Patterns of HER2 expression and genomic correlates in lung cancer, with a focus on preanalytical variables impacting immunohistochemical staining results

Aims Fam-trastuzumab deruxtecan-nxki (T-DXd) was recently approved for advanced stage or metastatic solid tumours with human epidermal growth factor receptor 2 (HER2) immunohistochemical (IHC) 3+ staining. Data on HER2 IHC testing and knowledge of genomic correlates in lung cancer are scarce. This study analyses genomic characteristics of HER2-expressing tumours and addresses issues with preanalytical variables for lung cancer specimens. Methods HER2 IHC staining was performed on selected archival cytology and surgical pathology lung cancer specimens for patients eligible for T-DXd therapy. Patient and tumour characteristics and next-generation sequencing (NGS) data were correlated with HER2 IHC results. Results 166 patients with thoracic tumour samples had HER2 expression assessed: 46% were IHC 0, 28% IHC 1+, 13% IHC 2+ and 13% IHC 3+. HER2 IHC scores were overall lower for cytology cell blocks as compared with surgical pathology specimens; 79% of cases with paired specimens had a decrease in their HER2 IHC score from their surgical specimen to their paired cytology specimen. Of specimens with HER2 IHC 3+ and NGS available, only 14% (3/21) had concomitant ERBB2 alterations. Among all specimens, ERBB2 point mutations were noted in 4% (4/110) and ERBB2 amplification in 3% (3/110).

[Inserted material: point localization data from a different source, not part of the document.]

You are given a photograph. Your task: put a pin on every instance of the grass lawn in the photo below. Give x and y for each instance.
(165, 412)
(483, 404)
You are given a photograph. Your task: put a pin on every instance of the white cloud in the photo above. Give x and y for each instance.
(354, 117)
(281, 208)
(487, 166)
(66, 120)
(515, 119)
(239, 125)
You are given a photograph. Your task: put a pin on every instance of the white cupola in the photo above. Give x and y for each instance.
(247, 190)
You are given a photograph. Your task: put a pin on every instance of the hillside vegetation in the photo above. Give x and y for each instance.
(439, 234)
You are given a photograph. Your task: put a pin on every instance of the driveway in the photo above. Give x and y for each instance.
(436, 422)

The majority of HER2 3+ cases with paired NGS (17/21, 81%) had non- ERBB2 genomic alterations, including: KRAS , TP53, and STK11 mutations. Conclusions HER2 IHC 3+ is seen in a small but clinically significant proportion of samples and is associated with a variety of co-occurring non-ERBB2 genomic alterations. Preanalytical variables including specimen fixation can significantly impact the assessment of HER2 expression via immunohistochemistry.